Rambam, Hilchot Shechita 4.7:
If we see a Jew from afar that slaughtered an animal and then left, but we don’t know if he knows the laws or does not , it is permissible to eat the slaughtered meat. Similarly, if one tells his messenger to slaughter for him an animal, and he later finds this slaughtered animal, but does not know if his messenger slaughtered it or someone else, it is permissible to eat. Because most people who perform שחיטה are considered to be the experts.
הֲרֵי שֶׁרָאִינוּ יִשְׂרְאֵלִי מֵרָחוֹק שֶׁשָּׁחַט וְהָלַךְ לוֹ וְלֹא יָדַעְנוּ אִם יוֹדֵעַ אִם אֵינוֹ יוֹדֵעַ הֲרֵי זוֹ מֻתֶּרֶת. וְכֵן הָאוֹמֵר לִשְׁלוּחוֹ צֵא וּשְׁחֹט לִי וּמָצָא הַבְּהֵמָה שְׁחוּטָה וְאֵין יָדוּעַ אִם שְׁלוּחוֹ שְׁחָטָהּ אוֹ אַחֵר הֲרֵי זוֹ מֻתֶּרֶת. שֶׁרֹב הַמְּצוּיִין אֵצֶל שְׁחִיטָה מֻמְחִין הֵן:
Most people who perform שחיטה are considered to be the real-deal.
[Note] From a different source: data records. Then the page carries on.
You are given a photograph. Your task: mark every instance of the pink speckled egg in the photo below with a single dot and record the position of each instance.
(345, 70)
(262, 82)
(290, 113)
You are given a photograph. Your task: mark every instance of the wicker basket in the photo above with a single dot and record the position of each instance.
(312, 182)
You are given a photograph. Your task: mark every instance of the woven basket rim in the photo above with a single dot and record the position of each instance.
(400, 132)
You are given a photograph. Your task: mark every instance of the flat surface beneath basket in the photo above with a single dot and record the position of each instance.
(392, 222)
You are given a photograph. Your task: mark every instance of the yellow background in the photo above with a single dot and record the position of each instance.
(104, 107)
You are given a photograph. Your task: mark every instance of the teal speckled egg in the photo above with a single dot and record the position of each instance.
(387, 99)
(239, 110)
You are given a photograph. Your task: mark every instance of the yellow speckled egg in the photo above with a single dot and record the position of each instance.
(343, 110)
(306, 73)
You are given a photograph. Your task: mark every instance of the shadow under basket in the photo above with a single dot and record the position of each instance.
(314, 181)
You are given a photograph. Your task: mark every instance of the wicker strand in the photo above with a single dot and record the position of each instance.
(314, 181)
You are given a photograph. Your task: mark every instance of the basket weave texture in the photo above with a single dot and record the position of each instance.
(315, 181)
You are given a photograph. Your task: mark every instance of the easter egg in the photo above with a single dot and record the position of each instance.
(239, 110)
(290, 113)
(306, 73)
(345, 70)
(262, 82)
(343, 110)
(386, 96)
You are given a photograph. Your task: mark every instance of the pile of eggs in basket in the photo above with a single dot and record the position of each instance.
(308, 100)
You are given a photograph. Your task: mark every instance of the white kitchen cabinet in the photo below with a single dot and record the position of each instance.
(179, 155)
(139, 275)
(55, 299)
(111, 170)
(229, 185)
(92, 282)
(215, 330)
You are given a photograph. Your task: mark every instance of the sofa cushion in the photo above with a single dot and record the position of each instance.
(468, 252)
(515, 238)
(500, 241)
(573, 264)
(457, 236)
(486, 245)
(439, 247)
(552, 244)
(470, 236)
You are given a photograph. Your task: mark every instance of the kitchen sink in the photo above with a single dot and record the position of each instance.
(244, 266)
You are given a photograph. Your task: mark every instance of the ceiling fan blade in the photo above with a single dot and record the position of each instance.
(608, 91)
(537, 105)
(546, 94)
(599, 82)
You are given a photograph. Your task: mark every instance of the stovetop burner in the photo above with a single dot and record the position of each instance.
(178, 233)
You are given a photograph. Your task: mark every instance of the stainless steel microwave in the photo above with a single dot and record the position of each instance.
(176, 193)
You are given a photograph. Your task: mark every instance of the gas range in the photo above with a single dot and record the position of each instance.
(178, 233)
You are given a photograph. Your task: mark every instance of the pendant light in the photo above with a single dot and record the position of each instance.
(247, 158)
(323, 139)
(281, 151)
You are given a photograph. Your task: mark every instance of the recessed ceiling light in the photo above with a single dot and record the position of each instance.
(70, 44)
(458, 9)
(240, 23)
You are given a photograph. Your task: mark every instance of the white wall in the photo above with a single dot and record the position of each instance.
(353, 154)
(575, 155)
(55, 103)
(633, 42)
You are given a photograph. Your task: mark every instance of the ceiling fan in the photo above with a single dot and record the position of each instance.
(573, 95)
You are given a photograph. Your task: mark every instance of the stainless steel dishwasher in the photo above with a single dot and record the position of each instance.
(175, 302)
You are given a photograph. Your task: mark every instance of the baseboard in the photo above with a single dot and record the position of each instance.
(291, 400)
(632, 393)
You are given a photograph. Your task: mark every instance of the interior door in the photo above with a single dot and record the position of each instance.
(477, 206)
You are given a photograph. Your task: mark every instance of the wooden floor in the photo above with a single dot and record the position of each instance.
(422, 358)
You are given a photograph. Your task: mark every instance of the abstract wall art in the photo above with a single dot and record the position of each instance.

רוב מצויין אצל שחיטה מומחין הן
Also, earlier on 12a, Rambam’s foundation:
א''ר נחמן אמר רב ראה אחד ששחט אם ראהו מתחלה ועד סוף מותר לאכול משחיטתו ואם לאו אסור לאכול משחיטתו היכי דמי אי דידע דגמיר למה לי ראה ואי דידע דלא גמיר פשיטא ואלא דלא ידע אי גמיר אי לא גמיר
Says Rabbi Nachman: Says Rav. If one saw another that slaughtered [an animal], if he saw his slaughter from the beginning until the end, he is permitted to eat the slaughtered [meat]. But if he did not [see from the beginning until the end], he cannot eat it. What do you mean? If he knows the slaughterer is familiar with all the laws, what is the different if he saw him or not? And if he knows that he is not familiar with all the laws, obviously he can eat from it, [because he can see that he slaughter correctly]! So, this case must be referring to when the one watching the slaughterer is unsure if he knows the laws or does not.
The case you’re describing should fit into the above categories. If not, that may be basis to stay away. Nowadays people in this field will probably have such documentation of a completed training or the like. If he seems to be doing all the Jew-stuff he is probably a Jew.
If he turns out to be a reformed convert, which seems to imply that he is not a convert at all, then it was simply a non-Jew who slaughtered an animal (even according to Jewish law) and it is forbidden for a Jew to eat (Rambam, Hilchot Shechita 4.11).